Hacker Newsnew | past | comments | ask | show | jobs | submitlogin
Programming error invalidates US Diversity Visa lottery results (state.gov)
52 points by troydavis on May 13, 2011 | hide | past | favorite | 65 comments


Q: Why was it necessary to invalidate the names that were selected?

U.S. law requires that Diversity Immigrant visas be made available through a strictly random process. A computer programming error resulted in a selection that was not truly random.

They maybe should be careful with their wording, since "not truly random" would basically disqualify any code based random generator.

Overview of PRNG, TRNG for reading if you're unfamiliar: http://www.random.org/randomness/


My guess is that there is a NIST definition of "truly random" which they failed to satisfy.


I doubt PRNG is the issue. PRNGs satisfy the criteria for equal likelihood of being selected which I believe is what they want. A truly stochastic process is not necessary.

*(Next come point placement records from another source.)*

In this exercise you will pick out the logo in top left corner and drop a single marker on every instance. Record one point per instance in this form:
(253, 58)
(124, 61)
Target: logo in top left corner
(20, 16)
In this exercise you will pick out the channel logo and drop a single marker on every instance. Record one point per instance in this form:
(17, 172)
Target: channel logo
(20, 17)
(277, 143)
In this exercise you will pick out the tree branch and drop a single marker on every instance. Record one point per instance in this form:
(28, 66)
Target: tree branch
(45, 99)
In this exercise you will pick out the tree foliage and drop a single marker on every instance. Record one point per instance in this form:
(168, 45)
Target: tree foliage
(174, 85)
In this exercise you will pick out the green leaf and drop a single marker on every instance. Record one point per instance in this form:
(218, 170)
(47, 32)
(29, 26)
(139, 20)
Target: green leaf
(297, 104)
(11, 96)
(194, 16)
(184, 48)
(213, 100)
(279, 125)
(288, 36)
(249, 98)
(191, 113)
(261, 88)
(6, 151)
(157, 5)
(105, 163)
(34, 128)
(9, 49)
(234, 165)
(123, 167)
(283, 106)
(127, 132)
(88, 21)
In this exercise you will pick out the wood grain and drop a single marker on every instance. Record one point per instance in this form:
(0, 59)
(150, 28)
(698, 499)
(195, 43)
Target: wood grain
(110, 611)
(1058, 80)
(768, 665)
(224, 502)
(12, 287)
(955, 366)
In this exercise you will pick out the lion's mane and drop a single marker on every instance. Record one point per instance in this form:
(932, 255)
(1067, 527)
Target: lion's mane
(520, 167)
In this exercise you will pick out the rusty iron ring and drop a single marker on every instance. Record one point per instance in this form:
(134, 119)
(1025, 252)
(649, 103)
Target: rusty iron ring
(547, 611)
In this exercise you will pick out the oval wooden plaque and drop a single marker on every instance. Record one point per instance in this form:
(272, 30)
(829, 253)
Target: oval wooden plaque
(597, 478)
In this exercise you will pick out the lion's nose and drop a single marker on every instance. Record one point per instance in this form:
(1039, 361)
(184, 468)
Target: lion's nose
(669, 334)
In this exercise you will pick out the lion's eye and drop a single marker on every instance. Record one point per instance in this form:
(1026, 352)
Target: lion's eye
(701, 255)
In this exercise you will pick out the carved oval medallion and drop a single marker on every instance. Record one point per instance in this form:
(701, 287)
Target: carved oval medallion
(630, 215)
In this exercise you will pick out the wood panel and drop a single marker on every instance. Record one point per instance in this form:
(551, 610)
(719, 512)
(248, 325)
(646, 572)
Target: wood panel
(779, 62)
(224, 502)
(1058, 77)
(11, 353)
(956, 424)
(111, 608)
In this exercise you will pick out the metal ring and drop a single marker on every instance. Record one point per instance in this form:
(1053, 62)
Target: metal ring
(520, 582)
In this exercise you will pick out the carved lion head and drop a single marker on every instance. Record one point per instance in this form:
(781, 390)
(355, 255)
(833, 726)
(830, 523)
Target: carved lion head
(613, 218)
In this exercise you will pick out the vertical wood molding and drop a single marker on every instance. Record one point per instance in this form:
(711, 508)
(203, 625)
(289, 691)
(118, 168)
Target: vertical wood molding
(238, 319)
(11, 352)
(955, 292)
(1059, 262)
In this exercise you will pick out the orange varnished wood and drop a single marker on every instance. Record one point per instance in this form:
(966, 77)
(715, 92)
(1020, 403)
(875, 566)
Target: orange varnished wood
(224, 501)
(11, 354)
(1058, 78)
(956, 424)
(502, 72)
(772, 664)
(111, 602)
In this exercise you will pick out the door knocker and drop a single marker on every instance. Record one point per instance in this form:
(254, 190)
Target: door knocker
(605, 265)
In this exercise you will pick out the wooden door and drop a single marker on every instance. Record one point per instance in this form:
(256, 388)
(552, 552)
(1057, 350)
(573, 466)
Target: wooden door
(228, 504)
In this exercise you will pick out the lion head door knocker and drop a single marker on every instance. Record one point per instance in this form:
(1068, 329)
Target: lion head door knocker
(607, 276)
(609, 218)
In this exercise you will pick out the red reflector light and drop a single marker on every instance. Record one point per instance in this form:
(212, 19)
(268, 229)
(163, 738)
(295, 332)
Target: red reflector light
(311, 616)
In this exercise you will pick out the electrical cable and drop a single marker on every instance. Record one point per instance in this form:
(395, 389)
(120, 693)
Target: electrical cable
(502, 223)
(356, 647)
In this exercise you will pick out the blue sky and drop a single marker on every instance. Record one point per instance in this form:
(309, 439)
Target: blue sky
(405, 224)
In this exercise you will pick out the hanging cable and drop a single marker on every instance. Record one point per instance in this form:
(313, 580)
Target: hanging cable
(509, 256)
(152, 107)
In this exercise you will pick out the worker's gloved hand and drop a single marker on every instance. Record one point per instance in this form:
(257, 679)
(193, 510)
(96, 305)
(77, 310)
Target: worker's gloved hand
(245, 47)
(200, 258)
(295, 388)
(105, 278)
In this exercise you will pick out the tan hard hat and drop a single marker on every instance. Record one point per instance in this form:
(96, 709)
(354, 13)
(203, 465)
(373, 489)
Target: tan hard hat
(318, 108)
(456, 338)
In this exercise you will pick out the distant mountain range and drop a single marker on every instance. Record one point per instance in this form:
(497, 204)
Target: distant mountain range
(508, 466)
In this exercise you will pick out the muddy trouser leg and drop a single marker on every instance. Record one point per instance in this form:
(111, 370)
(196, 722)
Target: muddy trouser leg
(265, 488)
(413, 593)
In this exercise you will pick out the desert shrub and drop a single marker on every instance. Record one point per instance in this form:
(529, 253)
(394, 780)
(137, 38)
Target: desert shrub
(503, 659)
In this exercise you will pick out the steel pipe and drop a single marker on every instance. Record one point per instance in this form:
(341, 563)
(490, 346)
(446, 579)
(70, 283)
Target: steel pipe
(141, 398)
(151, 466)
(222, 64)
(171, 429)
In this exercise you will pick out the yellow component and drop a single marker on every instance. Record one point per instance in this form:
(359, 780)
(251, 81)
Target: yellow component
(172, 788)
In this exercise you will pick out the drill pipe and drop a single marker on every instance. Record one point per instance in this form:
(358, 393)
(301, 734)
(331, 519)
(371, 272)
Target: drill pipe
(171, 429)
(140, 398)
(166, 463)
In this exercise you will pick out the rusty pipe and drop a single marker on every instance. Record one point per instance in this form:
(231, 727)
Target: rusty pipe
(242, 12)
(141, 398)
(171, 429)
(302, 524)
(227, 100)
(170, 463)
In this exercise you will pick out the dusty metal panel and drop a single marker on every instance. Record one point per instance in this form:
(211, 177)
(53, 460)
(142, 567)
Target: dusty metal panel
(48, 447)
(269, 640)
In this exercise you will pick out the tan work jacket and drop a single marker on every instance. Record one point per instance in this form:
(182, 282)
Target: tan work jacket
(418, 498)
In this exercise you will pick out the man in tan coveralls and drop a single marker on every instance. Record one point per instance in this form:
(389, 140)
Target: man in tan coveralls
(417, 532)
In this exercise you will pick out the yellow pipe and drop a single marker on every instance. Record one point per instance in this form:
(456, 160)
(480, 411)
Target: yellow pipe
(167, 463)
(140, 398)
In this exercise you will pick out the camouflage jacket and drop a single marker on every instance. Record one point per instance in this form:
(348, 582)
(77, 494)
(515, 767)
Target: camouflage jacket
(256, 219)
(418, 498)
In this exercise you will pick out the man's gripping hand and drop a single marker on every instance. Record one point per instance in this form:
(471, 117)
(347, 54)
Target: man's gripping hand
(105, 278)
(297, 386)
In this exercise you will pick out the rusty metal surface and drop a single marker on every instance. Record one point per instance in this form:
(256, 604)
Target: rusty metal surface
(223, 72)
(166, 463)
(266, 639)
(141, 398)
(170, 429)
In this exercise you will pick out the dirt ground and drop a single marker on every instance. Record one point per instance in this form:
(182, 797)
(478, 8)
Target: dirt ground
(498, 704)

I wasn't suggesting that it was the issue. I was pointing out their QnA section uses the phrase "truly random" to explain why that specific set wasn't valid. Which semantically, "truly random" disqualifies all of their previous sets and not just this one. Their QnA section probably should have been more along the lines of "not appearing random enough".


One issue with PRNGs used for lotteries like this is the seed size. For example, the law might say that every combination of 12 eligible people is equally likely to be selected for a jury. But the number of possible sets of 12 people can be very large, say 2^1024 for some population. If the initial seed of the PRNG only takes 320 bits, then it violates the law. There can only be 2^320 different combinations of 12 people selected, this means that by definition not all possible sets of the 2^1024 are equally likely (many have probability 0).

If the law had said instead that each PERSON must be equally likely to be selected for the jury, then the PRNG would have been fine since the number of people is much lower than the seed space.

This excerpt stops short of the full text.